Now it used to be … that help was on the horizon. New forms of communication would provide new outlets to bypass the increasingly shrill tenor of the traditional media. In fact, the new forms can be even more pernicious, less balanced, more intent on the latest conspiracy theory multiplied by five.
But here is also the opportunity. At present we are all being dragged by the way media and public life interact. Trust in journalists is not much above that in politicians. Yet there is a market in providing serious, balanced news; there is a desire for impartiality. The way that people get their news may be changing, but the thirst for news being real news is not.
The media of course — understandably, in a way — will fear that any retreat from impact will mean diminishing sales.

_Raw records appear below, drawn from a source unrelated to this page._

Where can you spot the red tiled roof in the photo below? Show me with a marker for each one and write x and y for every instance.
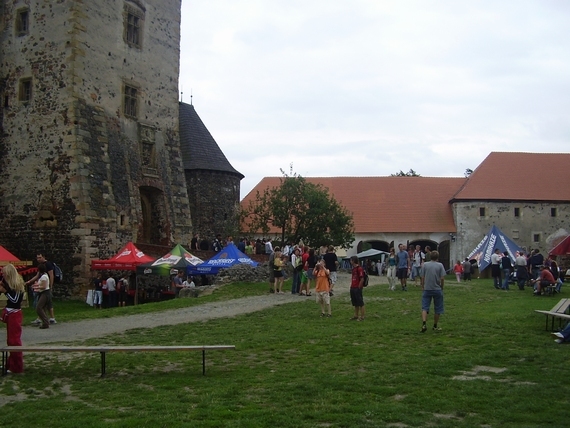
(515, 176)
(388, 204)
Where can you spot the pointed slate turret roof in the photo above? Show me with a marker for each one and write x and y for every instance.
(199, 149)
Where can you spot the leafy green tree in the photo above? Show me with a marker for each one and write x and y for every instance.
(301, 211)
(410, 173)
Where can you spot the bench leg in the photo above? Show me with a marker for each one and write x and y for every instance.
(102, 364)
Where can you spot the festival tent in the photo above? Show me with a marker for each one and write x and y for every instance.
(495, 238)
(177, 259)
(562, 249)
(127, 259)
(229, 256)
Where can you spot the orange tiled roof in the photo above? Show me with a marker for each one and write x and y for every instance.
(388, 204)
(515, 176)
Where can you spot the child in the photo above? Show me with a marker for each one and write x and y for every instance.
(322, 288)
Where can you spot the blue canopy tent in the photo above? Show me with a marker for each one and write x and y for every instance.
(229, 256)
(494, 239)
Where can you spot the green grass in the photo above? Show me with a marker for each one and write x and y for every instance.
(492, 365)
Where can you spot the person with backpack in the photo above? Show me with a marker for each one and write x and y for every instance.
(356, 285)
(50, 269)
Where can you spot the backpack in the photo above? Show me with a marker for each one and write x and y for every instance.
(365, 278)
(57, 274)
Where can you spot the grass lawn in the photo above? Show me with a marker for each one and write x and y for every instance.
(492, 365)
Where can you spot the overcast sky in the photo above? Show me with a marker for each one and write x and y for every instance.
(372, 87)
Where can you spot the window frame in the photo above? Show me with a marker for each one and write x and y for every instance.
(22, 27)
(130, 101)
(25, 90)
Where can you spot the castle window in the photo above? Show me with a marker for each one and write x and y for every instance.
(25, 90)
(22, 22)
(130, 101)
(134, 19)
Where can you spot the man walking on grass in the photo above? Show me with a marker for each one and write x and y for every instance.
(432, 285)
(356, 285)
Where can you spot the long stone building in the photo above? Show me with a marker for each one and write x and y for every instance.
(90, 144)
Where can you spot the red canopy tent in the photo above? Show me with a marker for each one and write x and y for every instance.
(23, 267)
(562, 249)
(127, 259)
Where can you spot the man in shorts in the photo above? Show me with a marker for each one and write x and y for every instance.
(331, 263)
(433, 275)
(356, 285)
(403, 264)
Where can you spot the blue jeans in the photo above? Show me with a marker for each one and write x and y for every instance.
(296, 282)
(506, 272)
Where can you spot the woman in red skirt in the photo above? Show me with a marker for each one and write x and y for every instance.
(13, 286)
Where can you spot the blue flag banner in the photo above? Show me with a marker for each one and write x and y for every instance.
(229, 256)
(494, 239)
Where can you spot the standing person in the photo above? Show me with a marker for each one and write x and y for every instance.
(332, 264)
(13, 286)
(322, 288)
(403, 263)
(496, 268)
(507, 267)
(356, 285)
(297, 264)
(458, 270)
(112, 289)
(433, 277)
(466, 270)
(535, 261)
(278, 271)
(50, 273)
(195, 242)
(98, 292)
(271, 262)
(391, 269)
(311, 263)
(42, 287)
(521, 270)
(178, 282)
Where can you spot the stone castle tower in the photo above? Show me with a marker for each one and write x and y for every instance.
(90, 152)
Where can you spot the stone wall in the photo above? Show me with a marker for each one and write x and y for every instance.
(214, 202)
(78, 176)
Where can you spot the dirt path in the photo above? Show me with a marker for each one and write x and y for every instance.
(88, 329)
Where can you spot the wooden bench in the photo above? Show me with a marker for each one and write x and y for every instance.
(558, 311)
(103, 350)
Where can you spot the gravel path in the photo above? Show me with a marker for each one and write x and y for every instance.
(88, 329)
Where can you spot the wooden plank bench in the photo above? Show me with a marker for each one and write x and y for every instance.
(558, 311)
(103, 350)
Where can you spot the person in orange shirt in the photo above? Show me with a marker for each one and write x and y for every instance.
(323, 288)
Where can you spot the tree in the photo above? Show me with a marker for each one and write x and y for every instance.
(410, 173)
(301, 211)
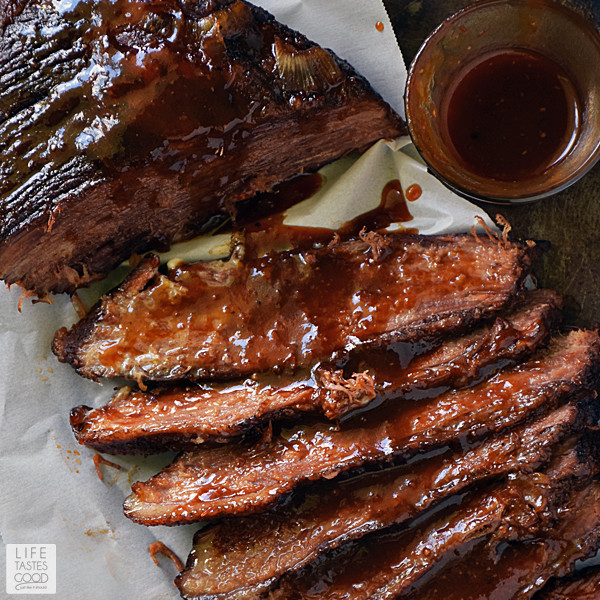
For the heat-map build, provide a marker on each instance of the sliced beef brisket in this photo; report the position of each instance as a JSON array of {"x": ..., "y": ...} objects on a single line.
[
  {"x": 152, "y": 421},
  {"x": 292, "y": 309},
  {"x": 127, "y": 125},
  {"x": 242, "y": 557}
]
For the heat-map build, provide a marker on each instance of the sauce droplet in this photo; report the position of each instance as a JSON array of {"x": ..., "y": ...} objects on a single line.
[
  {"x": 392, "y": 209},
  {"x": 413, "y": 192}
]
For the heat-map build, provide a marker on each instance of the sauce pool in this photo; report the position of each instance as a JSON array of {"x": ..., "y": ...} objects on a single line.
[{"x": 511, "y": 115}]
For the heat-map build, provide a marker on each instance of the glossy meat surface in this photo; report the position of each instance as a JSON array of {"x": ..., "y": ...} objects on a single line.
[
  {"x": 136, "y": 421},
  {"x": 127, "y": 125},
  {"x": 238, "y": 479},
  {"x": 387, "y": 566},
  {"x": 291, "y": 309},
  {"x": 518, "y": 570},
  {"x": 239, "y": 558}
]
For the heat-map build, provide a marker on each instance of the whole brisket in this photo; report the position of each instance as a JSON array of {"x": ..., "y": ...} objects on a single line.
[
  {"x": 237, "y": 479},
  {"x": 145, "y": 422},
  {"x": 292, "y": 309},
  {"x": 126, "y": 125}
]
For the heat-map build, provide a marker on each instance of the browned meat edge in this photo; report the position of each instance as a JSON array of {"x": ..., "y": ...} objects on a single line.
[
  {"x": 518, "y": 570},
  {"x": 173, "y": 418},
  {"x": 527, "y": 507},
  {"x": 237, "y": 479},
  {"x": 584, "y": 585},
  {"x": 71, "y": 213},
  {"x": 239, "y": 558},
  {"x": 230, "y": 319}
]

But the opposite can be the case. They need to reassert their own selling point in this new communication age, the distinction between news and comment….
It is sometimes said that the media is accountable daily through the choice of readers and viewers, and of course that is true, up to a point. But the reality is that the viewers or readers have no objective yardstick to measure what they are being told. In every other walk of life in our society that exercises power there are external forms of accountability, not least, of course, through the media itself.
So it is true politicians are accountable through the ballot box every few years, but they are also profoundly accountable daily — rightly — through the media, which is why a free press is so important.
I am not in a position to determine this one way or another, but a way needs to be found. I do believe this relationship between public life and the media is now damaged in a manner that requires repair. The damage saps the country’s confidence and self-belief, it undermines its assessment of itself and its institutions, and above all, it reduces our capacity to take the right decisions in the right spirit for our future.
So those are my thoughts. I have made the speech, after much hesitation. I know it will be rubbished in certain quarters, but I also know this needed to be said, and so I have said it.